Kekuatan masa tulang tergantung dari masa dan kerapatan
tulang. Kerapatan tulang tergantung dari jumlah kalsium,
fosfor dan mineral yang terkandung dalam tulang. Saat
tulang kekurangan mineral, kekuatannya menurun dan
sruktur internal menjadi rapuh (Humaryanto,2017).
• Faktor yang mempengaruhi terjadinya osteoporosis adalah:
• I. Genetik
• Perbedaan genetik mempengaruhi kepadatan masa tulang,
misalnya pada ukuran tulang besar dan tulang kecil, defek
pada sintesis atau struktur kolagen(Humaryanto,2017).
• II. Kalsium
• Kalsium (Ca) disebut juga zat kapur. Fungsinya adalah suatu mineral
yang berperan dalam membentuk tulang dan gigi serta memiliki
peran vitalitas pada otot. Sebagian besar kalsium pada tubuh
disimpan dalam tulang. Gejala awal kekurangan kalsium adalah
malaise, banyak keringat, gelisah, sesak nafas, berkurangnya daya
tahan tubuh, anoreksia, sembelit, insomnia, kram, dan kerapuhan
tulang. Penyerapan kalsium di usus dan reabsorpsi di ginjal
tergantung pada estrogen. Itulah sebabnya mengapa wanita paska-
menopause mengalami kehilangan kalsium melalui saluran kemih.

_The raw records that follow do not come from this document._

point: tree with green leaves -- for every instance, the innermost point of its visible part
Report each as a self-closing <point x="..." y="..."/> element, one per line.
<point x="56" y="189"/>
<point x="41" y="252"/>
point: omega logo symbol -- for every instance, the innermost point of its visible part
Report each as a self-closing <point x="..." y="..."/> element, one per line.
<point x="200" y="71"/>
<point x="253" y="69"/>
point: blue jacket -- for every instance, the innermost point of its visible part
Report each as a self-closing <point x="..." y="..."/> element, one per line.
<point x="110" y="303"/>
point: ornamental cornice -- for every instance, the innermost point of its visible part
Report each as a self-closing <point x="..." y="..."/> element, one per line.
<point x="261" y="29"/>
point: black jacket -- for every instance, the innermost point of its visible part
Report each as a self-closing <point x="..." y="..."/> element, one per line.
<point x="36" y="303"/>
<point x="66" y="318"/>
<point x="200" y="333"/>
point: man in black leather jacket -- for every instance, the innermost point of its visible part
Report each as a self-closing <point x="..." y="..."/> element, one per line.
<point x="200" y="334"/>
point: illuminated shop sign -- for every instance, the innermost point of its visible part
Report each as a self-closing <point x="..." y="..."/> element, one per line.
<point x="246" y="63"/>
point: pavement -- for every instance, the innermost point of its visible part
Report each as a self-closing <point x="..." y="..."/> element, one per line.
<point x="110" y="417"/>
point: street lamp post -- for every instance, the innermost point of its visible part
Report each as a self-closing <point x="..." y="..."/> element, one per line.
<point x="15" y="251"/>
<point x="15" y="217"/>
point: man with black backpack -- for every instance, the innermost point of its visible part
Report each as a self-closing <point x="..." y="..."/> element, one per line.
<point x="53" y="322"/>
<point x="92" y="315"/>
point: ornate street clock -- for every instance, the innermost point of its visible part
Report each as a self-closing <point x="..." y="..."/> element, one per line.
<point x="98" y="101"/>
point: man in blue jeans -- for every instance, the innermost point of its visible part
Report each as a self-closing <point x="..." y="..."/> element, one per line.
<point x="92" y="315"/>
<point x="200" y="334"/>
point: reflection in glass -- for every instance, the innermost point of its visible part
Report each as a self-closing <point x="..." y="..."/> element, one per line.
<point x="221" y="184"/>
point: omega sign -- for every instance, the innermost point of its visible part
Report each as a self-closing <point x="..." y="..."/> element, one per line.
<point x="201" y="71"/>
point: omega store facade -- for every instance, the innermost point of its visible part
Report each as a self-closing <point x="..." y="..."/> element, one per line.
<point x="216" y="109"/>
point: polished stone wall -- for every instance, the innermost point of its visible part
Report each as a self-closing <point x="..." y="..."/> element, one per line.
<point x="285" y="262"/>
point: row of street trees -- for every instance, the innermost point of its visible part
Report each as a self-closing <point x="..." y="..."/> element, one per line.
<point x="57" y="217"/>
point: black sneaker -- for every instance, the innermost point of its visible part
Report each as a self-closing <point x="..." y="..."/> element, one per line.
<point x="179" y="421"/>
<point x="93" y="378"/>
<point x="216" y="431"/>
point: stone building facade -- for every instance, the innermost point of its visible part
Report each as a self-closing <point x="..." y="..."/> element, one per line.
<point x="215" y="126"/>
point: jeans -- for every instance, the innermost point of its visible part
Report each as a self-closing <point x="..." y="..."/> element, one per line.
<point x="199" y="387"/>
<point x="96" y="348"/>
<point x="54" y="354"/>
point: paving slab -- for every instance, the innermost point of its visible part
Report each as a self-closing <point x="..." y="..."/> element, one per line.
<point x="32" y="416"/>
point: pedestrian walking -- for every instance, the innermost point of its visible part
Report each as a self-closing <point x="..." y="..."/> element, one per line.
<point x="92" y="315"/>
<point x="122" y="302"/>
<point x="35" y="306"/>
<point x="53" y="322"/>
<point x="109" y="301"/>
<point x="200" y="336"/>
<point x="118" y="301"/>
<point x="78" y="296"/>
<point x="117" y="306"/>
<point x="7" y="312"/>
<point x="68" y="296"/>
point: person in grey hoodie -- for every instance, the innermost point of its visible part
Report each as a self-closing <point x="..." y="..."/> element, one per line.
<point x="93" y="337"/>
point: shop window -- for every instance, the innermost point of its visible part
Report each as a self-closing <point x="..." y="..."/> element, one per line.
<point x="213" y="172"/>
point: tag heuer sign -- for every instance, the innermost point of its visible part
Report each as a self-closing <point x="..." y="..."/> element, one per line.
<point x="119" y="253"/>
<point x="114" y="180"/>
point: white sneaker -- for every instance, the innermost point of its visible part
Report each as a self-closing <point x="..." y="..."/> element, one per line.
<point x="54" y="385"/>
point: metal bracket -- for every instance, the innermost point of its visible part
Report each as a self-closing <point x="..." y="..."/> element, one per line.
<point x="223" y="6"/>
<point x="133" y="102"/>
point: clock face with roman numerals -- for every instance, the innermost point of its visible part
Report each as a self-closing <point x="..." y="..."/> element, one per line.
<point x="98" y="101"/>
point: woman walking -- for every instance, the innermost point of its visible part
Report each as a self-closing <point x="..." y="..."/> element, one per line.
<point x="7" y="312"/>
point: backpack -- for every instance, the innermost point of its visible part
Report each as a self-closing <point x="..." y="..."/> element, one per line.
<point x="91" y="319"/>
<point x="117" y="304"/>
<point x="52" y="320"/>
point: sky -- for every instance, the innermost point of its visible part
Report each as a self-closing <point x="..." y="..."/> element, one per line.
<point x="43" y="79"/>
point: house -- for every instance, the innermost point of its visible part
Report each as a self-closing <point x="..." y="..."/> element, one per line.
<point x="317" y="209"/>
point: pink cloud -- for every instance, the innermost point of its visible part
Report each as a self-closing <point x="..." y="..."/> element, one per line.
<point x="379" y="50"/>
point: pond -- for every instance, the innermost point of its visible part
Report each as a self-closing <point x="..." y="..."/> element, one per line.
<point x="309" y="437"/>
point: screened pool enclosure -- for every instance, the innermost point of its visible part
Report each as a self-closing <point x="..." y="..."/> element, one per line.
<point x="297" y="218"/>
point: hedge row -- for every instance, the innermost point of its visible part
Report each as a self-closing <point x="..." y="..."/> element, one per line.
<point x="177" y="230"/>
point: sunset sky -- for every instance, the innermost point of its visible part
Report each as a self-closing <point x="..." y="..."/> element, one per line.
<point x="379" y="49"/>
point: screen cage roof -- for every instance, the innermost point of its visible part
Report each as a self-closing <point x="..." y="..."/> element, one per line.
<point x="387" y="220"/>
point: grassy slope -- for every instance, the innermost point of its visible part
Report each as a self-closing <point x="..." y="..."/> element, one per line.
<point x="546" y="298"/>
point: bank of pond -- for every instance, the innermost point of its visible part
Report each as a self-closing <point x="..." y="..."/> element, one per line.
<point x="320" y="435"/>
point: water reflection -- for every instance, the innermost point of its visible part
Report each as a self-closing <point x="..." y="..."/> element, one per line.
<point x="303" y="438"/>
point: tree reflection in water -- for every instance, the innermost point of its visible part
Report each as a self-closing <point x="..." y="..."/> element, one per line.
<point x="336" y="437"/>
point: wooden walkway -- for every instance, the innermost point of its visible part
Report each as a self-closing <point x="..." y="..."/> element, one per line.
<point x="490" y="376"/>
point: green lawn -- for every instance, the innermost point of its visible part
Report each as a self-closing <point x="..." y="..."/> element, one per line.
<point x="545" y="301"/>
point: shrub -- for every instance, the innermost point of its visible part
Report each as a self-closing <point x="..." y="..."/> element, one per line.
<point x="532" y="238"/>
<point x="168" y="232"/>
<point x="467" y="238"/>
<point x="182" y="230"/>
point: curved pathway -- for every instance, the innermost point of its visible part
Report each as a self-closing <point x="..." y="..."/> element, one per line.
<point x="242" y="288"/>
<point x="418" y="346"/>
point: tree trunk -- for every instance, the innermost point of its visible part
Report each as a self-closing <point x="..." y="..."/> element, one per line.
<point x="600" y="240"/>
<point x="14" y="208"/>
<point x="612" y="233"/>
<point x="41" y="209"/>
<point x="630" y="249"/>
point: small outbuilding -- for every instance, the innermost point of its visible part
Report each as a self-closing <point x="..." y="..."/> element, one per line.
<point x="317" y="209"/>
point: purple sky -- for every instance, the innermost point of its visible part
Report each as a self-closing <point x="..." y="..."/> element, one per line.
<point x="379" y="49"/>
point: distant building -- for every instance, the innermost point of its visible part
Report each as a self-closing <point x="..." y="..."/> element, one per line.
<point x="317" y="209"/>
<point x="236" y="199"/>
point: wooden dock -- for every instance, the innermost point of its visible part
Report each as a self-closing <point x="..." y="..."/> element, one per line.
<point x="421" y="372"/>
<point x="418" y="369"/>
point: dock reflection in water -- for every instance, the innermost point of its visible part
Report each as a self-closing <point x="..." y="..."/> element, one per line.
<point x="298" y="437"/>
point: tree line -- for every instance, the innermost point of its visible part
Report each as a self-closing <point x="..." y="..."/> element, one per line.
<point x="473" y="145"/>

Ini disertai absorpsi yang tidak adekuat dari usus. Kadar serum
normal dipelihara melalui adsorpsi kalsium dari tulang. Pada
akhirnya akan terjadi osteopenia, osteoporosis dan fraktur jika
kalsium yang diberikan secara oral dan/atau parenteral tidak dapat
memenuhi kebutuhan ini. Dosis harian kalsium yang lebih tinggi
dibutuhkan untuk memelihara absorpsi intestinal dan
mempertahankan kadar serum kalsium yang normal pada wanita
paska-menopause (Humaryanto,2017).
• III. Estrogen
• Berkurangnya masa tulang dipercepat setelah overektomi dan selama masa
menopause. Dosis estrogen mencegah atau memperlambat penurunannya.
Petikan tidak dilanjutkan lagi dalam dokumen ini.